“Lepaskan Amira! Jangan sakiti dia!”
“Siapa kau?” singkat Ramon, datar.
“Kau tidak perlu tau itu. yang harus kau lakukan hanyalah melepaskan Amira. Dia tidak bersalah!” desak laki-laki di sana.
Ramon menyeringai tipis. “Kau kekasihnya?” tebaknya, lebih terdengar sebuah tuduhan.
“Bukahkah sudah kukatakan padamu? Kau tidak perlu tau itu ...”
“Tidak akan kulepaskan dia. Siapa pun kau, bahkan Tuhan sekali pun yang memintanya, aku tidak akan melepasakan pembunuh itu. Dia harus merasakan kepedihan yang lebih pedih dari pada kematian!” potong Ramon, mulai geram.
“Kau orang kaya. Kau punya banyak uang dan kau punya kekuasaan. Tapi kenapa kau menuduh orang sembarangan tanpa mencari tahu dulu kebenarannya? Bukankah orang-orang sepertimu lahir karena memiliki nilai kepintaran di atas rata-rata?” singgungnya.
“Itulah kenapa Tuhan tidak menciptakan orang-orang sepertimu memiliki banyak uang, karena kau mudah ditipu oleh perempuan tidak berguna seperti Amira itu. Kau ...”
Bug!
Belum selesai ucapan Ramon sepenuhnya keluar, wajahnya sudah disuguhkan tinjuan yang tiba-tiba dari lawan bicaranya. Ramon hampir hilang keseimbangan. Untung dia cepat melakukan pertahan dengan mudur beberapa langkah. Wajahnya meneleng delapan puluh derajat, dengan sudut bibir yang sedikit koyak dan mengeluarkan bercak darah.
“Jangan mengatakan Amira seperti itu! Kau tidak tahu tentangnya jadi jangan mencoba mendikte sosoknya!” bentak laki-laki di sana.
Ramon lantas tertawa sumbang. “Kau pikir siapa kau?” Ramon membalas tijuan itu sambil membentak. “Dia itu sudah membunuh putraku! Dia menawarkan cinta? Ck, persetan dengan cintanya. Perempuan itu hanya menginginkan harta putraku tidak lebih. Jadi berhenti di sini, atau aku akan melenyapkannya tepat di depan matamu!”
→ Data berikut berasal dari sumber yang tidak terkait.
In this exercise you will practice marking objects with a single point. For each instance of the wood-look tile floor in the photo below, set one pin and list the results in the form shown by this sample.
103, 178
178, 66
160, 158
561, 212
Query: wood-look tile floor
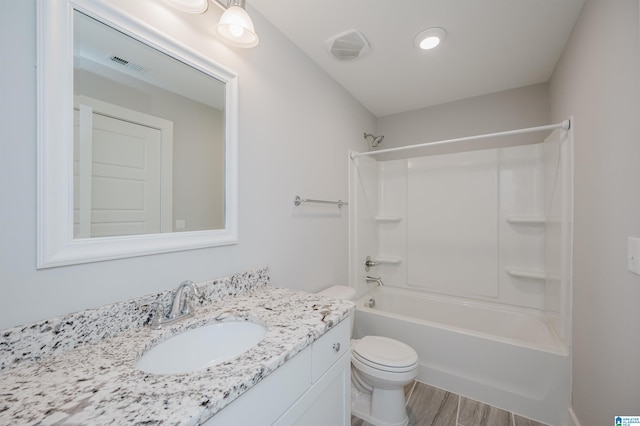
430, 406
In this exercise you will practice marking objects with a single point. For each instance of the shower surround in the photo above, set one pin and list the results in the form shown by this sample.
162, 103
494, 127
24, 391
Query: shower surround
489, 228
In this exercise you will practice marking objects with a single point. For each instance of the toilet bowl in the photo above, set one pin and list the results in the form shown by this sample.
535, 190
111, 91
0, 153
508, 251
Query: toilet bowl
381, 367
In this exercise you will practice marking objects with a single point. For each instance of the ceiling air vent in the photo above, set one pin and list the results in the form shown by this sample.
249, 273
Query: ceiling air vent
348, 45
128, 64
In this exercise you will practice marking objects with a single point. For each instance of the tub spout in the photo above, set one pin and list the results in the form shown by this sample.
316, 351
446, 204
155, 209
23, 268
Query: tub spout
375, 280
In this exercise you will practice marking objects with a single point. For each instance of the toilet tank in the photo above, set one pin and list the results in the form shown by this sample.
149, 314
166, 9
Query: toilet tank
342, 292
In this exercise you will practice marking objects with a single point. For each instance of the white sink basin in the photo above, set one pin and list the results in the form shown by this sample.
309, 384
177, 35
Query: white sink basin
202, 347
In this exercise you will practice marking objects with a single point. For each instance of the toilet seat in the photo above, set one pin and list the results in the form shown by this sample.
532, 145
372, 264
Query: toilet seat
385, 354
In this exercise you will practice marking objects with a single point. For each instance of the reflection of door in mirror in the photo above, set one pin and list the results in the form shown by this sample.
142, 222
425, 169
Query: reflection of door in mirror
122, 171
117, 70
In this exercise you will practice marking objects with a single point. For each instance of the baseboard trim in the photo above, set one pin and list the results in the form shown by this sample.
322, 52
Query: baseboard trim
573, 420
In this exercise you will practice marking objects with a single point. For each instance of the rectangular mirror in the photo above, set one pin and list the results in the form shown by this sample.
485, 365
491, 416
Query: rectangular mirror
137, 139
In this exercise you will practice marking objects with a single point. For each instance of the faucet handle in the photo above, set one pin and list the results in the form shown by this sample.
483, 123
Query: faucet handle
186, 307
158, 316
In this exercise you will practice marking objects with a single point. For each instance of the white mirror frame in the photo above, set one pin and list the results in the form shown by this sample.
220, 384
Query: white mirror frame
56, 245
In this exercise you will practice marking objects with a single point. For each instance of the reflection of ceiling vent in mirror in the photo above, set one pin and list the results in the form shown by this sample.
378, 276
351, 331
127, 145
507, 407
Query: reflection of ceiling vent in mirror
348, 45
125, 63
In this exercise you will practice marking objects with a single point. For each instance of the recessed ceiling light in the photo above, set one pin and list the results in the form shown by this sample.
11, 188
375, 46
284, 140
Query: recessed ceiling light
429, 38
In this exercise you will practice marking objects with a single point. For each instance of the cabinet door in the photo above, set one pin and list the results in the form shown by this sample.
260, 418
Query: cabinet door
328, 401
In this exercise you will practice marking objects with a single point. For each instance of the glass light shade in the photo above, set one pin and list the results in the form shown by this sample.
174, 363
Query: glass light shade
189, 6
236, 28
429, 38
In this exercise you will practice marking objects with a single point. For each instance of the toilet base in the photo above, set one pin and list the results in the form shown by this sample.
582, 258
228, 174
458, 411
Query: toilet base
361, 407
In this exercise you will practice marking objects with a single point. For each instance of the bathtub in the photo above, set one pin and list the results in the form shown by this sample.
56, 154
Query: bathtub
509, 358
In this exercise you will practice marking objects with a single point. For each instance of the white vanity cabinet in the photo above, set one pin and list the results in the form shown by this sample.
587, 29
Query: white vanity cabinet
313, 388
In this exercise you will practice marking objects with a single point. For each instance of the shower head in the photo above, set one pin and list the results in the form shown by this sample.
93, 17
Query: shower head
375, 140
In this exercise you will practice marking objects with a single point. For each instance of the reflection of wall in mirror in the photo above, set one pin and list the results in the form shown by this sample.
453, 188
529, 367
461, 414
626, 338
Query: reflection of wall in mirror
198, 163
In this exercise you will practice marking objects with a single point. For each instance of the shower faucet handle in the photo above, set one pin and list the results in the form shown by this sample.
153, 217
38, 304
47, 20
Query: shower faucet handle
368, 264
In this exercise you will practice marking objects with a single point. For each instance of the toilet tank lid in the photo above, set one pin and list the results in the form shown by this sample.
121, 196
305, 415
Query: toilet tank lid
339, 292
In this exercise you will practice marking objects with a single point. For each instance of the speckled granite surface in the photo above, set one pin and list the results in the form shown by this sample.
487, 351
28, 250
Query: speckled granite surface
80, 369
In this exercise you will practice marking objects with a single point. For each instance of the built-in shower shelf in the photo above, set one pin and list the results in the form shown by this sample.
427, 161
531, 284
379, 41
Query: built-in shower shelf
526, 273
526, 220
388, 219
389, 260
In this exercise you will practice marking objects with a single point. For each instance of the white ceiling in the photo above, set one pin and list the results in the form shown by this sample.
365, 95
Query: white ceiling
491, 45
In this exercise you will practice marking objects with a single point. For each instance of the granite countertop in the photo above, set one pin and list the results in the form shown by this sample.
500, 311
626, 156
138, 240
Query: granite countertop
97, 382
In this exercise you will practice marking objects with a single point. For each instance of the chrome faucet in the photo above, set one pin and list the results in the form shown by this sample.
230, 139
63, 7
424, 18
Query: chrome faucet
180, 305
377, 280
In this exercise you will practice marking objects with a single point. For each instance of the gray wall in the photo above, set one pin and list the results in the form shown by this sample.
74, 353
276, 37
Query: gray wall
292, 141
510, 109
598, 81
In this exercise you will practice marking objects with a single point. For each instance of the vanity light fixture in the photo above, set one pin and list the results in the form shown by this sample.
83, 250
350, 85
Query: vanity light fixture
189, 6
429, 38
235, 25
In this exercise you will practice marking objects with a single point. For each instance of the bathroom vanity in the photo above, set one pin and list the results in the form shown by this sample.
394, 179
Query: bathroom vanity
81, 368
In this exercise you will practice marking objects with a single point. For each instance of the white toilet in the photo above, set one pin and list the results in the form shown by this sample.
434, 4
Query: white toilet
381, 367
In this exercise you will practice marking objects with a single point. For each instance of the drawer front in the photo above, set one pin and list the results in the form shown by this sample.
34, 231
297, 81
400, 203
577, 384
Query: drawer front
329, 348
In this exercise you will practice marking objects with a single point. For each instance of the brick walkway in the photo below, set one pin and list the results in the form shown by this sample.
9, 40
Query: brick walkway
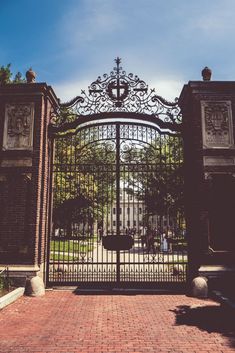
62, 322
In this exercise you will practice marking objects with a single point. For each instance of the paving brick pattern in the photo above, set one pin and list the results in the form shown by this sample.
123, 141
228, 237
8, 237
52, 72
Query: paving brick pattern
64, 322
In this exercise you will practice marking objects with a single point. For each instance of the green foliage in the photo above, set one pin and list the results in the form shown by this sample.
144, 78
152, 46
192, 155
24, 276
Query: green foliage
160, 186
6, 74
82, 190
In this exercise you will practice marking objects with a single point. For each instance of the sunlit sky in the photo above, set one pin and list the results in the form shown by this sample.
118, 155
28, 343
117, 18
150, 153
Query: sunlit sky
69, 43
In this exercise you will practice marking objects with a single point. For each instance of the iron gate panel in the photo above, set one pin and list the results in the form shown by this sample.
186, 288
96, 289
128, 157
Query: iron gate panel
118, 179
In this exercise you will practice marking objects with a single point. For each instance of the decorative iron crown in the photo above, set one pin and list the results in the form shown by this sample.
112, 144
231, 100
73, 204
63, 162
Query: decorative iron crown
119, 92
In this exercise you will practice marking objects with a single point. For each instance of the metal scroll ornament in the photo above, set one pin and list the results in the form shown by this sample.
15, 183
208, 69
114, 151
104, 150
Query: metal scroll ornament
118, 92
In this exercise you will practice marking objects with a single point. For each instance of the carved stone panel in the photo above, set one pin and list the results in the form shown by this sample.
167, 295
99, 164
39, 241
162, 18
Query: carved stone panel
18, 127
217, 125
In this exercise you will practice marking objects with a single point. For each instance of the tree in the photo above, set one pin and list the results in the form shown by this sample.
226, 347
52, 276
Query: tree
160, 184
6, 74
82, 190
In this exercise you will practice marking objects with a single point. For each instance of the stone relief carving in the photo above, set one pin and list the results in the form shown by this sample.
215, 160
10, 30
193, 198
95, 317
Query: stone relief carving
217, 124
18, 128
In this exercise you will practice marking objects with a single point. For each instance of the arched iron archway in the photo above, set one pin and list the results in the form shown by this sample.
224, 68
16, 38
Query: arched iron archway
118, 214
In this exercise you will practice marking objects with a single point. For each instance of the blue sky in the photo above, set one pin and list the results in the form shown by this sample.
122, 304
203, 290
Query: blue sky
165, 42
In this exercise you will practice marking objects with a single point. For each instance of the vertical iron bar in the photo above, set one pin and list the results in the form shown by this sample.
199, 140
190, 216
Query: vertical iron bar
118, 194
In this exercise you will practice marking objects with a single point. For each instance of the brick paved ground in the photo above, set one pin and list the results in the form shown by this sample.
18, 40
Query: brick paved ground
62, 322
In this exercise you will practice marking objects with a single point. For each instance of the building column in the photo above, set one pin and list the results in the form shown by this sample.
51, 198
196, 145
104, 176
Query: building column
25, 163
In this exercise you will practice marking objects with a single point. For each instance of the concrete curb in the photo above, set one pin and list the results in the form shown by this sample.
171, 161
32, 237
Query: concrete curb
11, 297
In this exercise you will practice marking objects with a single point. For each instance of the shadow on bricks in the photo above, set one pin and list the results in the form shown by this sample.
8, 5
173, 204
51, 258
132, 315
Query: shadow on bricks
208, 318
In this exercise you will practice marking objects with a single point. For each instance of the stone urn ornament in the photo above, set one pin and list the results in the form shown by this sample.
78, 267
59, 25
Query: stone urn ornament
206, 74
30, 76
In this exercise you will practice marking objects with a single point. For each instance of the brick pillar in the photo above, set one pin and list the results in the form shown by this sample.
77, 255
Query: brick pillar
25, 163
208, 127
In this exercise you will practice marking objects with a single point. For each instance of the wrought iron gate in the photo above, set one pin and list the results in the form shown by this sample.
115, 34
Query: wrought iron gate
118, 214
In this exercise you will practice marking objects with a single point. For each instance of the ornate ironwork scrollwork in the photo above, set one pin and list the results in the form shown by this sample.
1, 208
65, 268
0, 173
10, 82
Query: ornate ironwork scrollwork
118, 92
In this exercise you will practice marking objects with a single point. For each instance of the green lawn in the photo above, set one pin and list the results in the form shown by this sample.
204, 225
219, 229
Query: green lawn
70, 246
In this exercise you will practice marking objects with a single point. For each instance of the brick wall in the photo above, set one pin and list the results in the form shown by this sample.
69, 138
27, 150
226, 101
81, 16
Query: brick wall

Sosok laki-laki jangkung dengan tampilan sedikit berantakan itu terhuyung dan terjatuh. Rupanya pertahanan tubuhnya tidak lebih baik dari Ramon. Jika dibandingkan, pukulan yang diterima Ramon jauh lebih kuat dari pada yang dia berikan. Tapi laki-laki di sana dengan mudahnya tumbang dan kini memijit pelipisnya serta meringis menahan sakit.
Ramon mengentak-entakkan tangannya yang sedikit keram sambil melihat potrait laki-laki seusia putranya itu. Dia yakin, kalau laki-laki ini pasti orang terdekat Amira. Dari caranya meminta kebebasan bagi perempuan itu, sudah diyakini bahwa Amira bukan perempuan yang bisa dianggap polos.
“Aku akan melakukan apa pun untukmu. Tapi tolong bebaskan dia. Bebaskan Amira.”
Tiba-tiba kerutan dahi Ramon terlihat, tatkala laki-laki di sana memohon dengan bersujud di depannya. Dia menautkan kedua tangan dan mendongak menatap Ramon, dan kini sudah berurai air mata. Ramon bukan laki-laki yang mudah diajak emosional kecuali dengan putranya. Ramon itu sosok yang arogan serta angkuh. Banyak orang yang takut padanya bukan hanya karena kekuasaannya saja, melainkan betapa kejamnya jiwa seorang Ramon.
“Kau yakin akan melakukan apa pun untuk perempuan itu?” tanya Ramon, memastikan. Namun, entah apa maksud dari pertanyaan itu.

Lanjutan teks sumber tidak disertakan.